11/21/2007 (www.suntimes.com) Chicago Sun-Times

“The Woman Who Told Drew NO” (Kyle Piry’s First Interview)

http://www.acandyrose.com/2007-11-21-SunTimes-KylePiry.htm



http://www.suntimes.com/news/660449,CST-NWS-boling21.article


The woman who told Drew no

PETERSON CASE | 'A voice inside of me ... said there's something wrong'


November 21, 2007

BY STEFANO ESPOSITO Staff Reporter/sesposito@suntimes.com


Drew Peterson gave her an engagement ring.


Together, they picked out a china pattern.


In the end, though, Kyle Piry resisted the mature charms of a man who has persuaded four other women to become Mrs. Peterson. But rebuffing the Bolingbrook police officer in the early 1980s came with a price, Piry, 46, told the Chicago Sun-Times this week.

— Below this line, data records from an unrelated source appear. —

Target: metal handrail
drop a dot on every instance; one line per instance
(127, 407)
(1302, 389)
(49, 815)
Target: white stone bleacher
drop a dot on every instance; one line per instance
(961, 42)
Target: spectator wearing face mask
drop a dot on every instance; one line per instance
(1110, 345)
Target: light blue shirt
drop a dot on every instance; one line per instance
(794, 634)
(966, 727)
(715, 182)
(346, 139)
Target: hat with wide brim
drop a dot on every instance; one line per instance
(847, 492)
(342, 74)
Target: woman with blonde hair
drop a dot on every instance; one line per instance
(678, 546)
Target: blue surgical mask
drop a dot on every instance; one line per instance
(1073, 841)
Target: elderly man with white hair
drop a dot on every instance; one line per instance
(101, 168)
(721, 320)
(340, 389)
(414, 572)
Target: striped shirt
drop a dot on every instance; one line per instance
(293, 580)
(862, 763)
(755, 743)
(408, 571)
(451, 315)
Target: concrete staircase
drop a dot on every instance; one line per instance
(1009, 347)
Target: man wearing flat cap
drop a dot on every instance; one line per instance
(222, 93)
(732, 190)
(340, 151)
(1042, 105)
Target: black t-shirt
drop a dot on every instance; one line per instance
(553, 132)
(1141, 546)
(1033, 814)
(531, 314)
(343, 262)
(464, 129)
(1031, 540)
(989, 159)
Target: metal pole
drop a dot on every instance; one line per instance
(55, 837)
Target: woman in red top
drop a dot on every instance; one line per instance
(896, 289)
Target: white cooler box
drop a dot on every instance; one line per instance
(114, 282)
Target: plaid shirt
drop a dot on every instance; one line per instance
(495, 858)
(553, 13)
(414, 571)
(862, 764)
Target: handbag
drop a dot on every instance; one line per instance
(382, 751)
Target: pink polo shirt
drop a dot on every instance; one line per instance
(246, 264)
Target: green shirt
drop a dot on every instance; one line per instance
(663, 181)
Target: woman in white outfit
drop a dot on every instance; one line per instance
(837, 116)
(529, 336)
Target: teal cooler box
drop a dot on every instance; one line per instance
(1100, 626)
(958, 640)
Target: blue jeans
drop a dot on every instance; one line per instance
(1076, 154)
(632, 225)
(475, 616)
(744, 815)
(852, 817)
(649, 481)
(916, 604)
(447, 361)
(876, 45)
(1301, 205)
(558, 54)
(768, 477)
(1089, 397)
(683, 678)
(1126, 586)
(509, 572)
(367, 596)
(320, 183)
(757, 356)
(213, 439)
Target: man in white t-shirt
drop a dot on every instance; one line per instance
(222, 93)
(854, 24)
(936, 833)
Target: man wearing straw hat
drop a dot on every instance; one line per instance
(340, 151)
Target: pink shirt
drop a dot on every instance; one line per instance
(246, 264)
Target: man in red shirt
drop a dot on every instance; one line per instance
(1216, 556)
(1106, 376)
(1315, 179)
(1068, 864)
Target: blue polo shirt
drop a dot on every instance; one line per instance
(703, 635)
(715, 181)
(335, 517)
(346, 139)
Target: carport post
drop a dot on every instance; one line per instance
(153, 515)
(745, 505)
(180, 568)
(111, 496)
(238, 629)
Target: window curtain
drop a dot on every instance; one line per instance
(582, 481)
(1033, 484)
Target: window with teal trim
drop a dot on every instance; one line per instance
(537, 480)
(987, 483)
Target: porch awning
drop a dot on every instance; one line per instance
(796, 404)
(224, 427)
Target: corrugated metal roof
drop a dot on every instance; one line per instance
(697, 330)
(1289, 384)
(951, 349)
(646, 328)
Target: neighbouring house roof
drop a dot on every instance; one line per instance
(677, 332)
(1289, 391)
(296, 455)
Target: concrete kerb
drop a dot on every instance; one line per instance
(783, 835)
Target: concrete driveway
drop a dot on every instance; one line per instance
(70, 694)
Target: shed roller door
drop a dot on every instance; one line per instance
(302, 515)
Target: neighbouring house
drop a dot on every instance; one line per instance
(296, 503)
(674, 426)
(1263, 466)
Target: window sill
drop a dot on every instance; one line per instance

"He would follow me and stalk me after I broke up with him," Piry said. "He would pull me over on a Friday or Saturday night and give me tickets for stupid stuff, like bald tires. They were ridiculous things."


At one point, Peterson came to the Bolingbrook hair salon where Piry worked and arrested her for accumulating too many parking tickets -- a trumped-up charge, Piry says.


Piry said she had to talk to some of Peterson's cop friends to persuade her ex-fiance to drop the charges.


Drew Peterson refused to discuss his relationship with Piry.


"You guys are reaching," he told the Sun-Times late Tuesday. "I remember her. I was engaged to her."


Peterson has been named a suspect in the disappearance of his fourth wife, Stacy Peterson, who vanished Oct. 28. Authorities are re-examining the 2004 death of his third wife, Kathleen Savio.


Peterson has said he has done nothing wrong and believes Stacy Peterson left him, possibly for another man.


Piry was in her early 20s when she first encountered the handsome, mustachioed police officer. She worked part-time at a Bolingbrook gas station while attending beauty school. Peterson arrived in uniform to investigate a gas theft. The police officer -- seven years her senior -- wasted no time in showing interest.


"He asked if I would be available to date," Piry said.


Peterson was bold, charming and liked to linger in front of the mirror, Piry recalled. He asked her to marry him after only four months of dating. Piry accepted because she was young and smitten.


But four months later, Piry called it off because she wasn't ready to become step-mother to Peterson's two young children from his first wife. And, "There was a voice inside of me that said there's something wrong here," Piry said.


Peterson appeared devastated, Piry said. She took pity on him, and ended up at his house one night about a week after the break-up. Piry said she found "long black hairs" in Peterson's bed.(ME-Vickie's?)


"I'm thinking, 'you're so distraught, but you've had someone else in your bed in a week,' " Piry said.


In the weeks that followed, Piry said, Peterson began to watch her -- sometimes from afar, but sometimes he'd pull up behind her and write her a ticket.


"He was sarcastic, and he'd get that sort of smirky smile," Piry said.


About a year after the break-up, Drew Peterson refused to leave her alone, she said.


In 1983 -- by this time Peterson was already married to his second wife -- Peterson and another officer arrested Piry as she arrived at work, Piry said. The officers said Piry had amassed too many parking tickets, Piry said.


She was ordered into Peterson's cruiser and fingerprinted at the Bolingbrook police station, Piry said.


Bolingbrook police Tuesday confirmed Piry's 1983 arrest, but did not release further details.


Piry says Peterson stopped following her shortly after the arrest, and she didn't get any more parking tickets from him.


Now married and working as a travel agent, Piry is following news reports about Peterson and the women in his life. And she's struck by something he once told her.


"He said I need somebody to love or care for," Piry said. "He never said I want you or I need you."